In the wake of the past few years, virtual meetings have changed the way we communicate. However, we have generally embraced remote communication without considering how remote communication differs from the in-person or phone communication we’ve traditionally used. While turning on cameras and speaking face to face gives us more connection, and embracing a slower and more formal discussion style can make the meeting more enjoyable, the most essential communication still happens through audio.
As the audio quality we use gets better, our meetings can be more effective as our colleagues can spend their time thinking about our discussion instead of being distracted by poor audio quality. While our headphones might tune out our neighbour’s jackhammer, we don’t want to invite it into a virtual meeting!
To improve audio quality, we need to start by recording a good quality audio signal. It’s much easier to start with a good signal, instead of doing a lot of work to clean it up later. This can be done by getting a good quality microphone:
- Headset mounted microphones or earbuds tend to be the best out of the box as they keep you at a consistent distance from the microphone, and keep the microphone much closer than most background audio sources. However, most people don’t like to wear these microphones all day, and usually move them all over the place. Consequently, people with headset microphones are also most likely to be reminded that no-one can hear them because they moved their microphone.
- A high-quality desk microphone rated for podcasting allows you to setup your microphone and know it will just work all day long. When wired in, they work all day long without needing to be reconfigured or running out of batteries. When paired with digital audio software, these microphones will give you the best audio quality. While desk microphones do come with a marginally higher cost, there are good budgets options available. The higher-end options with shock mounts, tripods, and specialized condenser microphones are useful for audio and video recording, but don’t make a difference for online meetings.

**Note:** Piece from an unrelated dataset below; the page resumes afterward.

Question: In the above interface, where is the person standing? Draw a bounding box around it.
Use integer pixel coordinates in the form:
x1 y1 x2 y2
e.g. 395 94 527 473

- A good quality webcam will have a microphone built in. Depending on the quality of your webcam, both the video and audio quality vary widely. This is one area in tech where you definitely get what you pay for: better quality microphones will be acceptable if paired with software, but lower quality equipment has poor audio quality which is difficult to correct.

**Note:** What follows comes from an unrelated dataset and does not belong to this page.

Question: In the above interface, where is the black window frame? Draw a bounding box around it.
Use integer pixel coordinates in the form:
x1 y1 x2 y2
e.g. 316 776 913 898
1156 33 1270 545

- You can use alternative hardware such as an old phone with an IP-Video app, or an SLR digital camera, but these generally have significant drawbacks better left avoided unless you have no other option, or are spending enough money to get a professional videography rig.

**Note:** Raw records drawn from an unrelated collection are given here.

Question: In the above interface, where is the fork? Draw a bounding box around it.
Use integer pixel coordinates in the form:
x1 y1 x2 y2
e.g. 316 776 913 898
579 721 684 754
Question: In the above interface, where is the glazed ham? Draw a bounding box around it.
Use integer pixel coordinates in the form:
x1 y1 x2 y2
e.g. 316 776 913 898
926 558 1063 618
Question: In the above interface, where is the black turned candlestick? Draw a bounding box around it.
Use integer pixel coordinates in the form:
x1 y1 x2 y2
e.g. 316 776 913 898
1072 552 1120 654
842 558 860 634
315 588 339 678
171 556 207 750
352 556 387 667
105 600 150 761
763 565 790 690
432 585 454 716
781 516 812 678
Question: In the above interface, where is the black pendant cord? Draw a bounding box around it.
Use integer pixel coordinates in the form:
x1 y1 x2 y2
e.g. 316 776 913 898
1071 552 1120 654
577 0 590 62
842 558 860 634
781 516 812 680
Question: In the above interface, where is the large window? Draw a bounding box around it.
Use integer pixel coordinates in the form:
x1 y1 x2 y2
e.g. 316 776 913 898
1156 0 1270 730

Once we have a microphone setup, we want to correct the audio signal to eliminate any static or background noise. A great example of what is possible with digital audio correction is @theGunrun’s demonstration.
To setup audio correction, we need:
- Audacity so we can record ourselves and hear what we sound like
- EqualizerAPO so we can EQ our incoming audio feeds
- Werman’s Noise Suppression VST Plugin to apply AI noise correction.
Note: If you have a qualifying graphics card, you may wish to use NVIDIA Broadcast as a more user friendly alternative to EqualizerAPI+werman. Make sure to test it thoroughly as the beta version predecessor (NVIDIA RTX Voice) had a bug where it would randomly turn the audio feed into maximum volume static with no warning.
To Configure EqualizerAPO, you need to:
- Run the installer
- Run the configurator and enable equalization on any mic or speaker you wish to correct
- Noise cancellation works best on your microphone. It’s mostly ineffective on correcting your speaker feed unless your colleagues’ microphones are exceptionally poor.
- Restart your machine
- Run the Configuration Editor and create a new profile
- Filter to just your microphone, so any other devices aren’t incidentally affected
- Add a preamp if needed. Sometimes EQ software will drop your volume; an adjustment of 0-10db can cleanup the signal.
- Include the example.txt to include a base frequency eq. Usually this makes people sound better by slightly amplifying midrange tones. You can safely leave this step out if you don’t like the adjustment.
- Import a VST Plugin and select \vst\rnnoise_stereo.dll. You want this to run on the best possible signal, so this should be the last item in the EQ sequence for best audio quality.
- Record and replay a test audio sample with Audacity. You can turn individual EQ effects on and off in real time while recording a test sample to see how effective the audio quality is. Ideally you want the audio sample to be flat, without a background hum, unless you are speaking, where the audio should be clear.
- Active noise cancellation works very well to remove background noise, but some loud sounds like kettles and box fans at maximum volume can confuse the AI. This is the audio equivalent of a virtual background hiding a person in a dark room. Always be sure to run a self test with Audacity after any major audio changes.
- Some Windows updates disable equalization. Re-running the configurator to select your hardware and restarting will re-enable audio correction.